Di negeri yang gemar mengubur ingatan, perdebatan antara Goenawan Mohamad (GM) dan Martin Suryajaya muncul bak badai yang menyapu debu tebal di lemari sejarah. Ini bukan cuma soal dokumen lawas atau kisah surat-menyurat di era Perang Dingin. Lebih dari itu, ini adalah pertarungan dua cara memandang luka bangsa: satu dari sudut renungan yang sunyi, satu lagi dari jantung struktur yang menolak dilupakan.
Perdebatan ini berawal saat Martin Suryajaya, lewat tulisan "Kritik dan Emansipasi" di IndoPROGRESS (Juli 2011), melontarkan kritik pedas terhadap posisi GM dalam belantara kebudayaan pasca-1965. Ia menuding bahwa GM, melalui jejaringnya dengan Congress for Cultural Freedom (CCF) dan penerbitan karya-karya liberal seperti Camus, sadar atau tidak, ikut andil dalam membungkam politik dari ranah kebudayaan.
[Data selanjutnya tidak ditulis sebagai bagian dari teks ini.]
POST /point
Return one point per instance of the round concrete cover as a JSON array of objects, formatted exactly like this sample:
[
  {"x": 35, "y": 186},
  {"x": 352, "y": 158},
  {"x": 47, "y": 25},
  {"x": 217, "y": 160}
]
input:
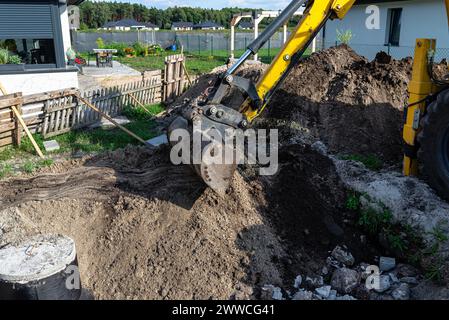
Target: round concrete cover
[{"x": 36, "y": 258}]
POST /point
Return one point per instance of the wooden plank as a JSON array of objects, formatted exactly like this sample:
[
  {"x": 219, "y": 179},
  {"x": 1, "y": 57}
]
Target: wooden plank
[
  {"x": 46, "y": 119},
  {"x": 18, "y": 129},
  {"x": 9, "y": 100},
  {"x": 6, "y": 141}
]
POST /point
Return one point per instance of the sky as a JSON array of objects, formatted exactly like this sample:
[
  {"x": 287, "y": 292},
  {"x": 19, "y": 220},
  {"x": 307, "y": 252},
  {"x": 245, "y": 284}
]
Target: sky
[{"x": 215, "y": 4}]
Tak tinggal diam, GM membalas singkat dalam "Buat Saya Label Itu Lucu" (Agustus 2011) di IndoPROGRESS, sebelum kemudian memaparkan jawabannya lebih panjang dalam tiga tulisan berseri di KBR.id, berjudul "Jawaban untuk Martin" (Desember 2013).
Tuduhan dan Jawab: Dari Mana Mereka Berbicara?
Martin menulis dengan nada yang datar namun menghunjam: bahwa GM, raksasa di jagat sastra dan pers Indonesia, pernah dan mungkin masih menjadi bagian dari proyek kultural yang didanai CIA melalui CCF. Terjemahan karya-karya Camus, surat-menyuratnya dengan Ivan Kats, serta perannya dalam membentuk lanskap intelektual pasca-65, bagi Martin, bukan gerak netral. Itu adalah bagian dari upaya depolitisasi, dari upaya membungkam suara.
Goenawan menjawab, bukan dengan sanggahan yang berapi-api, melainkan dengan membuka kembali lembaran-lembaran usang: surat-surat pribadi, remah-remah ingatan, dan cuplikan percakapan. Ia tak menyangkal mengenal Ivan Kats. Namun, ia melihat Kats bukan sebagai agen rahasia, melainkan sekadar manusia biasa yang menaruh kepercayaan pada dirinya sebagai penulis muda. Ia bersikeras, tulisannya bukan lahir dari misi ideologis, melainkan dari tanggung jawab etis: untuk memantik pertanyaan, bukan menyodorkan jawaban; untuk menumbuhkan keraguan, bukan keyakinan buta. Ia menolak tegas label "agen budaya" seperti yang disematkan Martin, justru menantang kesimpulan tergesa-gesa yang hanya membaca sejarah sebagai sebuah skema besar yang kasar.
Akar Pemikiran: Humanisme Bebas dan Marxisme Tajam
GM menulis dari akar humanisme liberal, walau ia sendiri enggan mengakui label apa pun. Ia mengagumi Camus, Arendt, Berlin---sosok-sosok yang lebih menaruh iman pada integritas etis individu daripada dogma ideologis yang kaku. Dalam pandangannya, kebebasan berpikir dan otonomi moral jauh lebih berharga daripada berpihak pada satu kubu yang tegas namun membutakan.
Martin, sebaliknya, berpijak kukuh pada tradisi Marxisme Kritis, dari Marx dan Althusser hingga Gramsci dan Eagleton. Baginya, kebudayaan tak pernah steril. Setiap teks, setiap institusi budaya, adalah produk dan sekaligus alat dari dominasi kelas. Maka, ketika GM memilih teks-teks tertentu dan bersikap "netral" atas tragedi 65, ia---sadar atau tidak---turut mengukuhkan hegemoni pasca-Orde Baru yang telah terukir.
Gaya yang Memahat Dunia: Bisikan Pinggir versus Seruan Struktur
Goenawan adalah penulis dari "pinggir". Dalam "Catatan Pinggir" Tempo, ia merajut kisah, sejarah, dan buah pikir menjadi puisi-puisi kecil yang tak pernah berniat menggurui. Ia menulis untuk mengundang jeda dan renungan. Ia menolak dikurung dalam doktrin, dan mungkin karena itulah, ia dicurigai. Namun bagi jutaan pembacanya, justru di sanalah letak keistimewaannya yang tak tertandingi.